Jenna Wortham explains the power of Apple’s mobile app platform in a long article in the NYT.
Apple has the opportunity to do in mobile what Microsoft did on the
desktop: Own the standard platform upon which every popular application
is based. The irony of this cannot be lost on Microsoft, which has
utterly flubbed its own opportunity to do the same.

Google’s Android could mount a strong charge here, but otherwise it’s Apple’s game to lose.
Jenna Wortham:
IAN LYNCH SMITH, a shaggy-haired ball of
energy in his late 30s, beams as he ticks off some of the games that
Freeverse, his little Brooklyn software company, has landed on the iPhone
App Store’s coveted (and ever-changing) list of best-selling downloads:
Moto Chaser, Flick Fishing, Flick Bowling and Skee-ball.

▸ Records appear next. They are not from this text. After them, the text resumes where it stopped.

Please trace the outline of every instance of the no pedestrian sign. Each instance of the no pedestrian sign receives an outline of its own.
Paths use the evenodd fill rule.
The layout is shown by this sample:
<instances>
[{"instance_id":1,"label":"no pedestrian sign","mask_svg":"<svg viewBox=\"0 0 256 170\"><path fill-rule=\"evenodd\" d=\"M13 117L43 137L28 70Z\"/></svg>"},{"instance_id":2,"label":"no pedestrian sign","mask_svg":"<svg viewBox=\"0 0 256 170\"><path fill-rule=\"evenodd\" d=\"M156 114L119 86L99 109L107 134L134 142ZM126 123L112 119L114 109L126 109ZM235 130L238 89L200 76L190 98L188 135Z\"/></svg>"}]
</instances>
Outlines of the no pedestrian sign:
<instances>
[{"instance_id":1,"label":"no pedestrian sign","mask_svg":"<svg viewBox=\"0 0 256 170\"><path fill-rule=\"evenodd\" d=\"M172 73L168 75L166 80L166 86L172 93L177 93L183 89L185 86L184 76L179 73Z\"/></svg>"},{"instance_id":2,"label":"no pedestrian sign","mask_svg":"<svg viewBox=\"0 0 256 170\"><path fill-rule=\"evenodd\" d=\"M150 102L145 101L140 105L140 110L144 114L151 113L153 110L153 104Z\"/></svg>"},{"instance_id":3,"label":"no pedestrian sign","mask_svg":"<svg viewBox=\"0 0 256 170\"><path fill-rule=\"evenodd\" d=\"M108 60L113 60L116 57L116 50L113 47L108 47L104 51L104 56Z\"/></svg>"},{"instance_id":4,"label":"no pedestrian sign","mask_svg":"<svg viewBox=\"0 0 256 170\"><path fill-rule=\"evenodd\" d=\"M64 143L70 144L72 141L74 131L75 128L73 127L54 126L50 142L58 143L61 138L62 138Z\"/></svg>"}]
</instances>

Skee-ball, Mr. Smith says, took about
two months to develop and deploy and then raked in $181,000 for
Freeverse in one month. The company’s latest bid for App Store fame? A
game featuring a Jane Austen character in a lacy dress who karate-chops her way through hordes of advancing zombies.
“There’s never been anything like this
experience for mobile software,” Mr. Smith says of the App Store boom.
“This is the future of digital distribution for everything: software,
games, entertainment, all kinds of content.